We’re continuing our summer series that focuses on the foundation skills kids need for early elementary learning, with math facts. This week we’ll focus on the what, why and how of math facts. Today, it’s about the ‘what’ and ‘why’. Let’s begin.
So what’s the big deal with math facts? Why in today’s day and age – with calculators and computers – do our kids really need to rote learn their basic addition, subtraction, multiplication and division? Isn’t this just ‘old school’?
In this article we’ll touch on why kids need to learn math fact fluency. But first, what do we mean by math fact fluency?
Math facts fluency refers to the ability to recall the basic facts in all four operations accurately, quickly and effortlessly. When students achieve automaticity with these facts, they have attained a level of mastery that enables them to retrieve them for long-term memory without conscious effort or attention.
Brain imaging studies have shown how the progression from effortful processes, such as finger counting, to automatized retrieval is associated with actual changes in the regions of the brain involved in mathematical computation (Rivera, Reiss, Eckert and Menon, 2005).
So why focus on math facts?
Math facts fluency leads to higher order mathematics
Through automaticity students free up their working memory and can devote it to problem solving and learning new concepts and skills (Geary, 1994). Quite simply, a lack of fluency in basic math fact recall significantly hinders a child’s subsequent progress with problem-solving, algebra and higher-order math concept.

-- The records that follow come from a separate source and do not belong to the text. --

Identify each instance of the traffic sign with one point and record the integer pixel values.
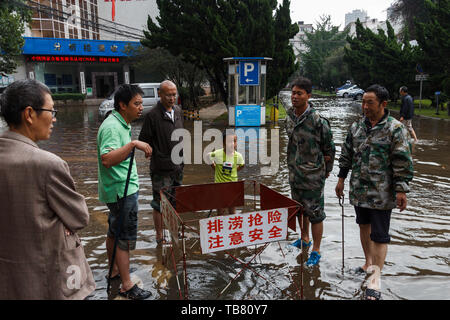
(422, 77)
(249, 73)
(248, 116)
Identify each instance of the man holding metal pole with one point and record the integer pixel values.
(310, 157)
(378, 152)
(114, 146)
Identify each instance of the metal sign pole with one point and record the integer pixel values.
(420, 101)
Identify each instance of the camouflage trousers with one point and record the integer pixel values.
(312, 202)
(168, 182)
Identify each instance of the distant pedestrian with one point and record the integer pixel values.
(226, 163)
(310, 157)
(41, 255)
(407, 111)
(157, 130)
(114, 146)
(378, 153)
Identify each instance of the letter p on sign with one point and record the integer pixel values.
(248, 67)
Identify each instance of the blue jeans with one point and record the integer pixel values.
(128, 232)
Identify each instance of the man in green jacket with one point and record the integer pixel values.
(114, 146)
(310, 157)
(378, 153)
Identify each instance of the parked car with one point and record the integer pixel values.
(150, 99)
(345, 92)
(356, 93)
(347, 85)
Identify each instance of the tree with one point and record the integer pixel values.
(409, 12)
(283, 65)
(335, 70)
(321, 42)
(163, 65)
(13, 16)
(203, 32)
(434, 40)
(380, 58)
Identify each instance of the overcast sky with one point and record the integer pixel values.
(310, 11)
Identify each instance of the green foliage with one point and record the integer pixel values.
(409, 12)
(322, 44)
(434, 40)
(13, 16)
(203, 32)
(381, 58)
(68, 96)
(283, 64)
(185, 75)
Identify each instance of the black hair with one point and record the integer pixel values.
(303, 83)
(19, 95)
(125, 93)
(380, 91)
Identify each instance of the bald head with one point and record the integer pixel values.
(168, 94)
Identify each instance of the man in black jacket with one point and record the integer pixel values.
(407, 111)
(157, 130)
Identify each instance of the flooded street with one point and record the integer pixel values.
(418, 258)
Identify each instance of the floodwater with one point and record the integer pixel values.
(417, 263)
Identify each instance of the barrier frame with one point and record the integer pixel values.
(186, 198)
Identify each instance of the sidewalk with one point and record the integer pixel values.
(212, 112)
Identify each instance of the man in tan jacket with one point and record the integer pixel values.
(41, 256)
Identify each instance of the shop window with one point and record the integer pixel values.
(47, 25)
(67, 79)
(50, 79)
(47, 34)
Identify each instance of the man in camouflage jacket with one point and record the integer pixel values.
(378, 152)
(310, 158)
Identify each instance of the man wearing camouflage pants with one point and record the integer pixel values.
(310, 157)
(378, 152)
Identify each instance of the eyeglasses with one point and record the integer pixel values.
(54, 112)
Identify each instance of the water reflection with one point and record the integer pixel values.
(417, 263)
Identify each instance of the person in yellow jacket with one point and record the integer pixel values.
(226, 163)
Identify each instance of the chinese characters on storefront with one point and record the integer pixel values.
(241, 230)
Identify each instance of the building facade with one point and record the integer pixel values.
(355, 15)
(73, 46)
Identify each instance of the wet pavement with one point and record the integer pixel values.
(417, 263)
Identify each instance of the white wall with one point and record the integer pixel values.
(131, 13)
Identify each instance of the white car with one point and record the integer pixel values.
(150, 99)
(346, 92)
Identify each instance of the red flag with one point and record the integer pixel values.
(113, 9)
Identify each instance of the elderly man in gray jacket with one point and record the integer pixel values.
(41, 255)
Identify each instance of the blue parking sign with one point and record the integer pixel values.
(248, 73)
(248, 116)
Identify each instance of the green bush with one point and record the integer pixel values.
(69, 96)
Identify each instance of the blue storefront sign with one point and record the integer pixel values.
(249, 73)
(248, 115)
(76, 47)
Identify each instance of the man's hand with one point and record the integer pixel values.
(145, 147)
(340, 188)
(401, 201)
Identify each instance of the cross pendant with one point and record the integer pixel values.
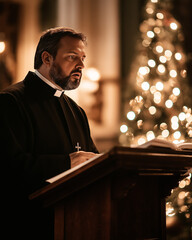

Fluent math facts mean less confusion
Math facts are important because they form the building blocks for higher-level math concepts. When a child masters his/her math facts, these concepts will be significantly easier and the student will be better equipped to solve them faster. If the child spends a lot of time doing the basic facts, he/she is more likely to be confused with the processes and get lost in their calculations.
Math fact automaticity affects performance – not only in maths
In later elementary, students have longer and more complicated computations to complete to check their understanding of various concepts. At this stage, if a student does not have his/her math facts committed to memory, he/she will spend a disproportionate amount of time figuring out the smaller calculations and risk not completing the test. This not only affects their performance in math class, but will also in other subjects, such as science and geography.
Less math anxiety
Math can be compared to languages in some ways. Just like you have to learn to combine letters into words and words into sentences – and we have strategies like phonics and sight words to help kids to learn to read - math facts are the foundation blocks for learning the next level of maths. There is rote learning involved in both language and math mastery. Math anxiety starts when children fall behind and can’t keep up. To avoid these anxieties, students’ early elementary years should focus on learning the foundation math skills needed for later years – math facts are among those important math skills.